OBJECTIVE To establish a prediction model of coronary heart disease (CHD) in elderly patients with diabetes mellitus (DM) based on machine learning (ML) algorithms.
METHODS Based on the Medical Big Data Research Centre of Chinese PLA General Hospital in Beijing, China, we identified a cohort of elderly inpatients (≥ 60 years), including 10,533 patients with DM complicated with CHD and 12,634 patients with DM without CHD, from January 2008 to December 2017. We collected demographic characteristics and clinical data. After selecting the important features, we established five ML models, including extreme gradient boosting (XGBoost), random forest (RF), decision tree (DT), adaptive boosting (Adaboost) and logistic regression (LR). We compared the receiver operating characteristic curves, area under the curve (AUC) and other relevant parameters of different models and determined the optimal classification model. The model was then applied to 7447 elderly patients with DM admitted from January 2018 to December 2019 to further validate the performance of the model.
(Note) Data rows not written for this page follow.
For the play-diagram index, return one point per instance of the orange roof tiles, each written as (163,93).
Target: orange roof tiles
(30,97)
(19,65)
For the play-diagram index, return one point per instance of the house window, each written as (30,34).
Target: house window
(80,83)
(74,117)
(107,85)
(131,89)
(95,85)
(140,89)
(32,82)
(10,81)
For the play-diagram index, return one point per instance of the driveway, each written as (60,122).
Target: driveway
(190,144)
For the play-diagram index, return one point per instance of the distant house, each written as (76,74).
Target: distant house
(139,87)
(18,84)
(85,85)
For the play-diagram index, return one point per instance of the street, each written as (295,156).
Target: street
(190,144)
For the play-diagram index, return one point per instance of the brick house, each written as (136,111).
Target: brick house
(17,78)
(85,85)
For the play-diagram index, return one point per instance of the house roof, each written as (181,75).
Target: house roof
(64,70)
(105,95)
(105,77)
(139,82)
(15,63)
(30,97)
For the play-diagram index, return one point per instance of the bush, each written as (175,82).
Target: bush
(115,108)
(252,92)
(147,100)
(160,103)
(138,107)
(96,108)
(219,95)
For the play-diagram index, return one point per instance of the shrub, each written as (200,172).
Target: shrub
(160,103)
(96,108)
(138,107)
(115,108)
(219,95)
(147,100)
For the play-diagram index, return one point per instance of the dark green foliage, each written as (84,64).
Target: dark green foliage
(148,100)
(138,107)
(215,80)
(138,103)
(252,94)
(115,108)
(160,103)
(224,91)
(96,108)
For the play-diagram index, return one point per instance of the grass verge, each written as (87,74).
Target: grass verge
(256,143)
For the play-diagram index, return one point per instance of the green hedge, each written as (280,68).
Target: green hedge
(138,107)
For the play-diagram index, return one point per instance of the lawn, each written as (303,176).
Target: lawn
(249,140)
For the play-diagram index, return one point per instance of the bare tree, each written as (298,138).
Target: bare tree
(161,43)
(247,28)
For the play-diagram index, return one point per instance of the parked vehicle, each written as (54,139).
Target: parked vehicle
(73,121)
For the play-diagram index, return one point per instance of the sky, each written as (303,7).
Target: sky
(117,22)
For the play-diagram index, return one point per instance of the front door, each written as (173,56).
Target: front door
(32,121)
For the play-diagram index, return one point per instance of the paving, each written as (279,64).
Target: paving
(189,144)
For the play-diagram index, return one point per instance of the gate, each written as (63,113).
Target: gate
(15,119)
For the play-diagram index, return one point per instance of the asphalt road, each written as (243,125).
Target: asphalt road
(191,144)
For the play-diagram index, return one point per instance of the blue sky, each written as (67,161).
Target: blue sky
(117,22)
RESULTS Fifteen features were selected and included in the ML model. The classification precision in the test set of the XGBoost, RF, DT, Adaboost and LR models was 0.778, 0.789, 0.753, 0.750 and 0.689, respectively; and the AUCs of the subjects were 0.851, 0.845, 0.823, 0.833 and 0.731, respectively. Applying the XGBoost model with optimal performance to a newly recruited dataset for validation, the diagnostic sensitivity, specificity, precision, and AUC were 0.792, 0.808, 0.748 and 0.880, respectively.
CONCLUSIONS The XGBoost model established in the present study had certain predictive value for elderly patients with DM complicated with CHD.